We could go on all day. For every variable that these forecasts take into account, there are a dozen more than have some plausible claim to relevance. But this simple approach gets us surprisingly far in telling the future–a future in which the men’s all-time grand slam race keeps getting more complicated, and the women’s game continues to feature a wide array of promising young stars.

The Post-Covid WTA is Drifting Back to Normal

In the two latest WTA events, we saw a mix of the expected and the unusual. Simona Halep, the heavy favorite in Prague, wound up with the title despite a couple of demanding three-setters in her first two rounds. The week’s other tournament, in Lexington, failed to follow the script. Serena Williams and Aryna Sabalenka, the big hitters at the top and bottom of the bracket, combined for three wins, with four unseeded players making up the semi-final field.

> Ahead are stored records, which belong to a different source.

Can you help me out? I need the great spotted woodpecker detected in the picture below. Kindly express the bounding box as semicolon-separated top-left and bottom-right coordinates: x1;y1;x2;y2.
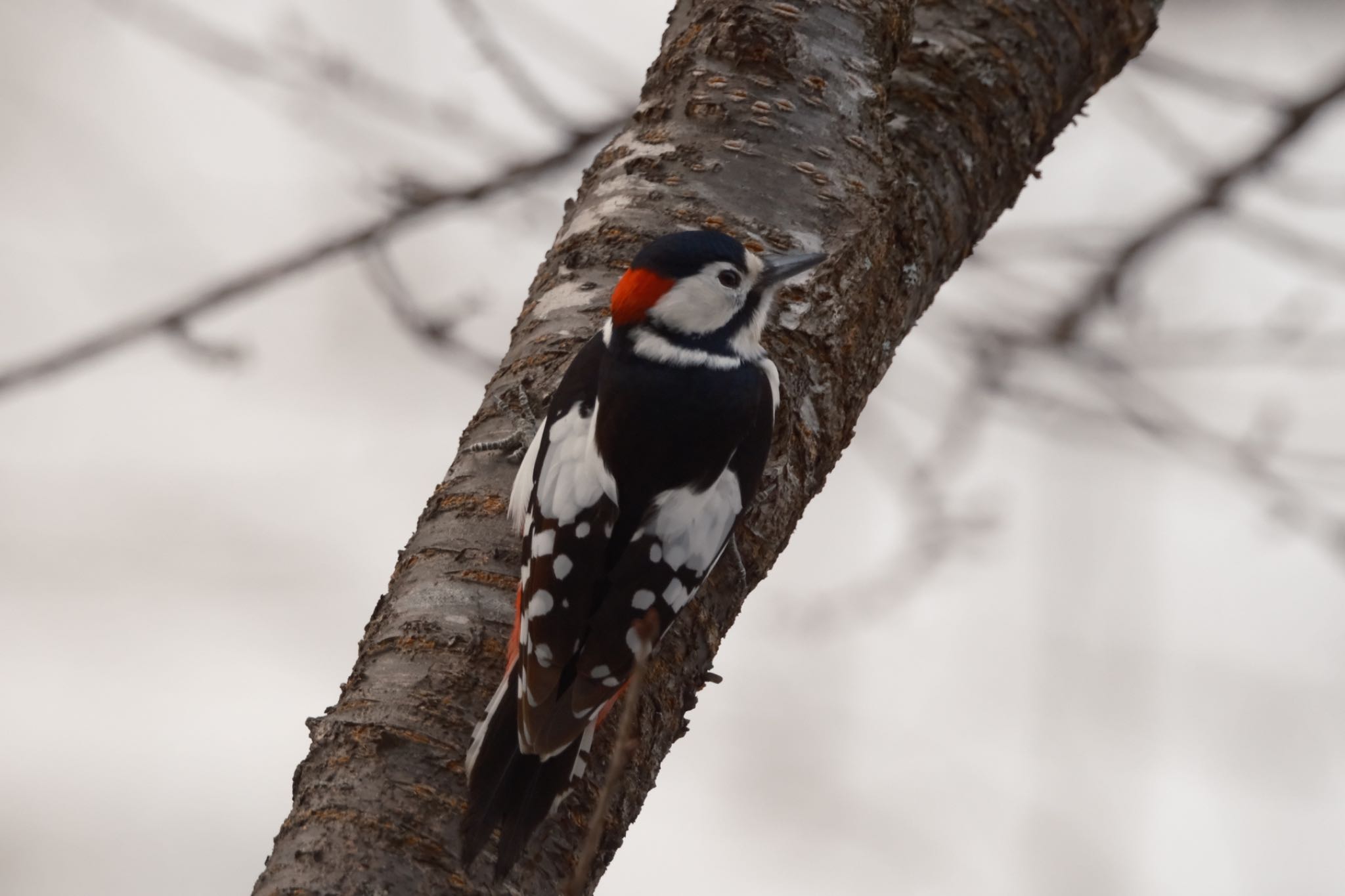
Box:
463;230;824;877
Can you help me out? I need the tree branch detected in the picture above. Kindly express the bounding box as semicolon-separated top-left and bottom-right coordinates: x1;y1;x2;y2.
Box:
255;0;1154;896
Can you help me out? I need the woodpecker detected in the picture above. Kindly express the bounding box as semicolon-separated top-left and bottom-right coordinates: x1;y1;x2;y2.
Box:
463;230;824;878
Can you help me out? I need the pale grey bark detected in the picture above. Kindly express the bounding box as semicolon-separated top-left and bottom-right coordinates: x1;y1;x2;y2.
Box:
255;0;1155;896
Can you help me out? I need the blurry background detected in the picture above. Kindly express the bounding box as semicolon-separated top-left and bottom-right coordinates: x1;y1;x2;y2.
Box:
0;0;1345;896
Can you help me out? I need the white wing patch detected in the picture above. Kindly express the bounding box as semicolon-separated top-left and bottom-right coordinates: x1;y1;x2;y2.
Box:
535;402;616;526
646;469;742;575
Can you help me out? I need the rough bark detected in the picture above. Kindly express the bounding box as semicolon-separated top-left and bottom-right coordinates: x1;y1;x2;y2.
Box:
255;0;1155;896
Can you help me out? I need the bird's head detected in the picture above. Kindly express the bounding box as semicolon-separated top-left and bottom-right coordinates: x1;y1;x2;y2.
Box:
612;230;826;357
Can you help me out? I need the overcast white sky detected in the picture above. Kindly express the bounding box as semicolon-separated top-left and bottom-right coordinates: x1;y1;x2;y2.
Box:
0;0;1345;896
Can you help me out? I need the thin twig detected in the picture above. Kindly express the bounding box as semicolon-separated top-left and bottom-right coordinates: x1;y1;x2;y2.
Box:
362;236;499;372
565;656;648;896
0;122;619;393
444;0;574;131
99;0;506;149
1131;51;1286;106
1049;64;1345;344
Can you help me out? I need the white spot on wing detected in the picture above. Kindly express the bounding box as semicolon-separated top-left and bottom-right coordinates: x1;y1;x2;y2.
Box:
533;529;556;557
527;588;556;619
533;402;616;526
663;579;692;612
648;469;742;575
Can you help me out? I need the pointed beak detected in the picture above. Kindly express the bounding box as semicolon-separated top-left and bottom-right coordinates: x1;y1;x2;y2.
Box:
757;253;827;289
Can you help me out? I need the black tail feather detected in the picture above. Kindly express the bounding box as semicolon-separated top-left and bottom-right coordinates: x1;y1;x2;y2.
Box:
461;666;580;880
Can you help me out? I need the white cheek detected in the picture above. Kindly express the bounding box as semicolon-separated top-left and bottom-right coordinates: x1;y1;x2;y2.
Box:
650;276;742;333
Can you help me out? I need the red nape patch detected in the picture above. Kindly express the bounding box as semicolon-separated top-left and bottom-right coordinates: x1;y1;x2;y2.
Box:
612;267;676;326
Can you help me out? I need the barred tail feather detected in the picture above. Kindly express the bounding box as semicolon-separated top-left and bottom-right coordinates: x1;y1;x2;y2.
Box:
461;664;592;880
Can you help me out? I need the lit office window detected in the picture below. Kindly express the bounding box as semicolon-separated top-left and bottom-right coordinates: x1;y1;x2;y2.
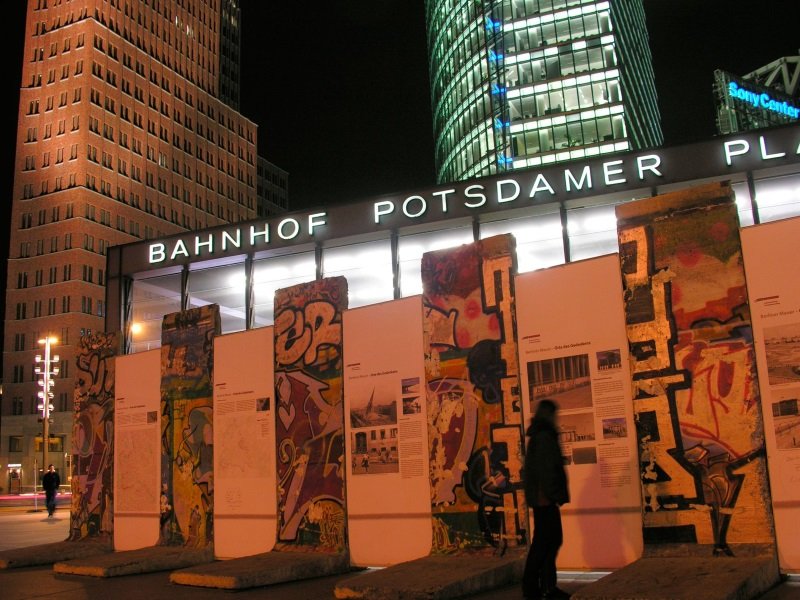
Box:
481;212;564;273
189;262;247;333
322;239;394;308
567;204;619;261
755;175;800;223
129;273;181;352
253;252;317;327
398;226;474;298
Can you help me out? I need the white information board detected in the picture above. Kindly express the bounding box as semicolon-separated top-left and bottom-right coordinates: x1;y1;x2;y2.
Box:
114;349;161;550
343;296;432;566
214;327;278;558
516;254;643;569
741;218;800;572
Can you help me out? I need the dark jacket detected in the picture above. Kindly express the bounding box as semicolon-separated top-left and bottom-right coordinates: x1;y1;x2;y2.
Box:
42;471;61;492
523;418;569;508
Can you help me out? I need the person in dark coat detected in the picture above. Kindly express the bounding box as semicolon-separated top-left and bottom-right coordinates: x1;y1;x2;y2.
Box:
42;465;61;517
522;399;569;599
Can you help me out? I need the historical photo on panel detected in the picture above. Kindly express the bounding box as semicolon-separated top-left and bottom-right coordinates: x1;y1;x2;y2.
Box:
764;323;800;385
528;354;592;411
597;348;622;371
558;412;596;444
772;390;800;450
603;417;628;440
350;384;397;427
350;426;400;475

Last week I pointed out that Palermo–the tour’s initial comeback event–was so unpredictable that you would’ve been better off to treat each match as a coin flip than to use pre-layoff player strength ratings (such as Elo) to forecast outcomes. Such an upset-ridden event isn’t unheard of, even in pandemic-free times, but it is suggestive that the WTA rank-and-file haven’t quite returned to their usual form.

Prague and Lexington give us three times as much data to work with. Plus, we might theorize that Prague would be a little more predictable because so many players in that field also took part in the Palermo event, meaning that they have a little more recent match experience. While our sample of 93 main draw matches is still flimsy, it brings us a little closer to understanding how well traditional forecasts will handle this unusual time.

A thorny Brier patch

The metric I’m using to quantify predictability–or to put it another way, the validity of pre-layoff player ratings–is Brier Score, which takes into account both raw accuracy (did the forecast pick the right player to win?) and confidence level (was the forecast too strong, too weak, or just right?). Tour-level Brier Scores are usually in the range of 0.21, while a score of 0.25 means the predictions were no better than coin flips. A lower score represents more accurate predictions.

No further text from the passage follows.